Horse Meat and Dodgy Seafood

A strange scandal is sweeping across Europe at the moment.

We’ve all been unwittingly eating horse meat, thinking it was beef.

This is not the delicious foal steak that can be bought in the best restaurants of Northern Italy; this is minced offal of unknown provenance sold as beef and packaged into the cheapest burgers and pre-cooked meals.

It’s a big story.

Chances are that many of us here in Europe have, at one time or another, tucked in to a little bit of some old nag or young filly. I’m not as upset about it as others.

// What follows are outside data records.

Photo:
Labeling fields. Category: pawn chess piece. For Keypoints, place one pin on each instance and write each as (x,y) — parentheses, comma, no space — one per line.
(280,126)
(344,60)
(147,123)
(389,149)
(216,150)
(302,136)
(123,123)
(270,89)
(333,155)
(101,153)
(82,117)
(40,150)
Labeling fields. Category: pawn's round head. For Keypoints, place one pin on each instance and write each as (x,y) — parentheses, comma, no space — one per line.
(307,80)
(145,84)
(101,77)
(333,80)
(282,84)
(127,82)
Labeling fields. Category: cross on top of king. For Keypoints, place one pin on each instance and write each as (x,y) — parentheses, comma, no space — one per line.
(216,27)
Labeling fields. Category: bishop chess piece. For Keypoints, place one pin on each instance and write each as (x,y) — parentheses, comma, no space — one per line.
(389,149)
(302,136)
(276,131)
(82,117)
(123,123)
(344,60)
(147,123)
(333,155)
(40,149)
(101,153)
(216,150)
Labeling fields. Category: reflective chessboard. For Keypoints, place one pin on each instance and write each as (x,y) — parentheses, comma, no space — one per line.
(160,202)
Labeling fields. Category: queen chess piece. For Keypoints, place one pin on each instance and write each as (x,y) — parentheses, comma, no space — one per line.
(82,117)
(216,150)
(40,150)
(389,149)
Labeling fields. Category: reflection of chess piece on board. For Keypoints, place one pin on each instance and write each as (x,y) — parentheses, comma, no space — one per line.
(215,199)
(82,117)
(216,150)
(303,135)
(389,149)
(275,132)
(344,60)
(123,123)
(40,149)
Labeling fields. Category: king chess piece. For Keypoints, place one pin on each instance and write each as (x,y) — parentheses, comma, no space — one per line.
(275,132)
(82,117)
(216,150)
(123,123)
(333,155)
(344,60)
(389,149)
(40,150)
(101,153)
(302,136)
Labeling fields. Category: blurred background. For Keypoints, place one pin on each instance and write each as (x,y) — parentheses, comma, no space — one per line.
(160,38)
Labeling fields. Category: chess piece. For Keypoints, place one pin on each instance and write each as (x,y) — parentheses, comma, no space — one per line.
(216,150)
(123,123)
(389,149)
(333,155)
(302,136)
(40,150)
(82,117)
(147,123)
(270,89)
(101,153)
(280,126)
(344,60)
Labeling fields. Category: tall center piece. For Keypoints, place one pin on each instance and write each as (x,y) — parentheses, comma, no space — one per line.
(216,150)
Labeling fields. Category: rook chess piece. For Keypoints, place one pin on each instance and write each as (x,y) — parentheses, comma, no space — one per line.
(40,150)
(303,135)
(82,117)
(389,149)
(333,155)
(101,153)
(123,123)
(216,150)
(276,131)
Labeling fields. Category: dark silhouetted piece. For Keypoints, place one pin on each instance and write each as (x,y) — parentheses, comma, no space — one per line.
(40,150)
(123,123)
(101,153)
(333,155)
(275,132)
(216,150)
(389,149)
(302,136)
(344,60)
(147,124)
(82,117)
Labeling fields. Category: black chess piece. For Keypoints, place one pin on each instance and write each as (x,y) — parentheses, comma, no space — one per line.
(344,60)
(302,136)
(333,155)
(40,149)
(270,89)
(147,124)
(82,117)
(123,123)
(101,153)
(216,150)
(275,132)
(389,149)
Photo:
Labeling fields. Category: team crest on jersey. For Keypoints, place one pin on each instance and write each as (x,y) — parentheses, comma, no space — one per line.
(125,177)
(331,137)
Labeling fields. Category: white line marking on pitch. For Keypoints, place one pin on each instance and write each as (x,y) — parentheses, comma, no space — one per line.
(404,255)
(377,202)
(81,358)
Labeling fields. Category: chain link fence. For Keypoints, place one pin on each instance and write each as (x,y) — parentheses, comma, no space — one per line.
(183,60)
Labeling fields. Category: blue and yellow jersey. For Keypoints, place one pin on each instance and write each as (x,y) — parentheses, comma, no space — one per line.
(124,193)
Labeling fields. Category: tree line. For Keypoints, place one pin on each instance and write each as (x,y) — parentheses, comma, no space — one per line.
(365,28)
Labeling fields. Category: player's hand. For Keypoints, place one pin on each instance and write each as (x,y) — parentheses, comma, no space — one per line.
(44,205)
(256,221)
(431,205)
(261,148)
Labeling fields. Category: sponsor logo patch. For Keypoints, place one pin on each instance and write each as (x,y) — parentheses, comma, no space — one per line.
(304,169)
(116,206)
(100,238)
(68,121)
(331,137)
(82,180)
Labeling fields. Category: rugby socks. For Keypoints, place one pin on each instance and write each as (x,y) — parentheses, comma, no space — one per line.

I think it’s pretty likely that most of these horses were simply surplus free-range animals.

Perhaps we should even prefer to eat them over the poor creatures reared indoors or in feed-lots, tight-packed and hormone-pumped, with no access to grass.

A similar scandal has been bubbling over with fish:  studies have drawn attention to mislabelling across Europe, South Africa, and Australia, but most especially the United States, where it seems that most of what you buy is not what it claims to be.

In a recent Californian study every single fish sold as “snapper” wasn’t, and 9 out of 10 sushi samples were mislabeled.

This should upset us even more than horse meat, especially when you learn, for example, that escolar (a fish that can cause severe food poisoning if eaten in larger portions) is widely sold as white tuna in sushi restaurants, and regularly turns up as cod, grouper and sea bass elsewhere.